Anti-Littering Efforts Are Ramping Up on H Street
It’s a puzzle.
On one side is the whole world, endlessly intricate with its oceans, land masses and inhabitants. Fitting the grooves of one unique multicolored piece into another seems almost impossible. But on the other side is just one man, and when he is put together, so is the world opposite.
This is the story Anwar Saleem tells when he talks about cleaning up H Street. The original puzzle was a present from his grandfather; now, as chairman of the nonprofit H Street Main Street, he refers to the puzzle as a lesson that embodies how his organization looks at the revitalization of the H Street corridor in Northeast Washington, D.C.
“If you can reach out to that one business, that one man, that one woman, H Street will develop a whole lot quicker,” he said.
But Saleem’s organization has had trouble tackling the litter problem in the area. Efforts began with encouraging residents to clean up the area on Saturdays, got tied up with an idea to tax businesses for various services and then moved to finding funding from the city. Now, more than a year later, the corridor still isn’t up to some residents’ expectations.
That caught the attention of Advisory Neighborhood Commissioner Alan Kimber, who represents part of the corridor. So he began exactly the sort of grass-roots strategy Saleem supports — one man trying to change the outlook of other men, women and businesses. To gather momentum for cleaning up litter on his stretch of H Street — roughly between Second and Seventh streets Northeast — Kimber designed a poster, printed copies at home and soon will ask businesses to place them in their windows. The motto is simple: Stop Litter. On the rectangular poster, the “stop” and “it” are highlighted.
“It’s not a fix in and of itself,” Kimber said. “It’s kind of raising awareness of what needs to be a comprehensive approach of enforcement.”
Kimber said his effort is beginning at an opportune time. H Street Main Street, Saleem said, has secured a $100,000 grant from the District Department of Transportation and a promised $30,000 from businesses for a long-awaited Clean and Safe Program. Such a program unsuccessfully has been attempted previously, but Saleem said he is confident that the lessons of the past year finally have culminated into a working strategy.
“The effort is great right now,” he said. “I think good momentum is taking place.”
But appealing to individuals to keep a commercial corridor such as H Street litter-free is more difficult than doing the same for residential areas, said Scott Pomeroy, the interim board chairman of Keep Washington, D.C. Beautiful, an organization that helps smaller groups with resources and promotion. Kimber has kept in touch with Pomeroy about his efforts to keep litter off H Street — a difficult task, Pomeroy said.
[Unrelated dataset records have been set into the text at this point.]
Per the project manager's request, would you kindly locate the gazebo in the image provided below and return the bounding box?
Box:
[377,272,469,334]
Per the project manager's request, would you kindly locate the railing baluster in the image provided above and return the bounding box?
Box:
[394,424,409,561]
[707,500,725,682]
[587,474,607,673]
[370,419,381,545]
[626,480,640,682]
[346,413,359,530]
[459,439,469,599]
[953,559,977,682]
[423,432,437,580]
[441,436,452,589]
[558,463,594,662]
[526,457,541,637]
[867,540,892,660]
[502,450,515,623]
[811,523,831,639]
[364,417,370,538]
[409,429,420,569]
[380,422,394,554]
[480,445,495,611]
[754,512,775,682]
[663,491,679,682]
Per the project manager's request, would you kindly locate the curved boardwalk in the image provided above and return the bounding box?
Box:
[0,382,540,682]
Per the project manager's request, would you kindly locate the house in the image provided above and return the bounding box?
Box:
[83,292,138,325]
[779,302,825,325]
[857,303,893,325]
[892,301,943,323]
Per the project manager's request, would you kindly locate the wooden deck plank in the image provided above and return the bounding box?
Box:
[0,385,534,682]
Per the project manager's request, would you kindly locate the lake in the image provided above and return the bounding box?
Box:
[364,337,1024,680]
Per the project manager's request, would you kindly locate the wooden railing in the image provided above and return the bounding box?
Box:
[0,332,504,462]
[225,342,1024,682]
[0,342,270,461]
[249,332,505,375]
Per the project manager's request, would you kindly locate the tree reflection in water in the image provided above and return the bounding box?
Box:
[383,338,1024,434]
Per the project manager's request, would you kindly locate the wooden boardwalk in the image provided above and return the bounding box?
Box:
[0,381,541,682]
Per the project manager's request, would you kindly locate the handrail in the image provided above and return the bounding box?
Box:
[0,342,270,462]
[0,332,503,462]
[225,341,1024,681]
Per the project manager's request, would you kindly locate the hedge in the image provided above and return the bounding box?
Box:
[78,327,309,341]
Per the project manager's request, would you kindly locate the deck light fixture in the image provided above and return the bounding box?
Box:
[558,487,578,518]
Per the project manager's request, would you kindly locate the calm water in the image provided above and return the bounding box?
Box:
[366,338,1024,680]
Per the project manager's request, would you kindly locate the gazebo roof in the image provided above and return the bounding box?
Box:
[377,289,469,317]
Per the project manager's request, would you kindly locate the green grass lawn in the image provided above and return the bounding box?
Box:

“It’s essential, but it’s also not a quick fix. It’s working with schools. It’s working with employers. It really is a mind-set to not litter, but that again is much easier to do from a residential standpoint,” Pomeroy said. “When you get to a commercial district, it is a place that is everybody’s, so it’s like the public park.”
While residential areas see little foot traffic and are made up of people with a sense of ownership, commercial districts are overrun by constant visitors and are seen as more of a communal area, he said. And so the real solution is to have a continuous cleanup, which includes funding, workers and city cooperation.
Kimber and Saleem agree. But while residents might not feel the same way about a commercial street as their own backyard, Saleem said he has noticed that revitalization efforts have begun to make residents look at the once-blighted street differently.
“They can feel the energy and feel the change that’s taking place,” he said.
Kimber is taking that one step forward, by encouraging discussion on his blog — www.anc6c05.blogspot.com — and raising awareness through his small publicity effort.
But it’s just one piece of a larger chain: As businesses become more successful, they want to keep the streets clean, which brings in more visitors, which in turn brings in more money. And all of that can make a difference for the entire city, by providing places for former offenders to work, educating the public on how to take care of city landscaping and fostering economic development, Pomeroy said.
For H Street, it’s just a matter of weaving it all together. But that all begins with efforts like Kimber’s, Saleem said.
“In order to change things, you have to get out here. You have to work,” Saleem said “You really have to get out and make a difference.”